INSTRUCTOR INFORMATION
The course is delivered by an internationally certified expert with extensive practical and consulting experience in geological modelling, reservoir characterization, geostatistics, integrated subsurface studies, uncertainty analysis, volumetric evaluation, and multidisciplinary field development projects.
FREQUENTLY ASKED QUESTIONS
- Is previous reservoir modelling experience required? Basic geological and reservoir knowledge is recommended, while concepts are developed progressively.
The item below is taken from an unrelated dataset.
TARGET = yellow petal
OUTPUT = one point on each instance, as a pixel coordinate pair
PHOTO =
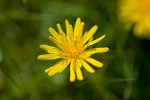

- Does the course cover structural modelling? Yes, it addresses faults, horizons, grids, zones, layering, and structural uncertainty.
- Are facies and petrophysical properties included? Yes, the course covers facies, porosity, permeability, saturation, and related workflows.
- Does the program address uncertainty? Yes, participants examine scenarios, realizations, sensitivity, ranking, and validation techniques.
- Is the course relevant to reservoir simulation? Yes, it prepares static geological models for upscaling and dynamic simulation workflows.
CONCLUSION
3D Static Reservoir Modelling provides a comprehensive foundation for constructing reliable geological representations of complex reservoirs. Participants develop practical understanding of structural modelling, facies simulation, petrophysical property distribution, and uncertainty assessment. The course strengthens the ability to integrate diverse subsurface data within consistent and defensible geological workflows. It also improves model validation, volumetric evaluation, and preparation for reservoir simulation and development planning. Graduates are better prepared to support multidisciplinary reservoir studies and technically informed field development decisions.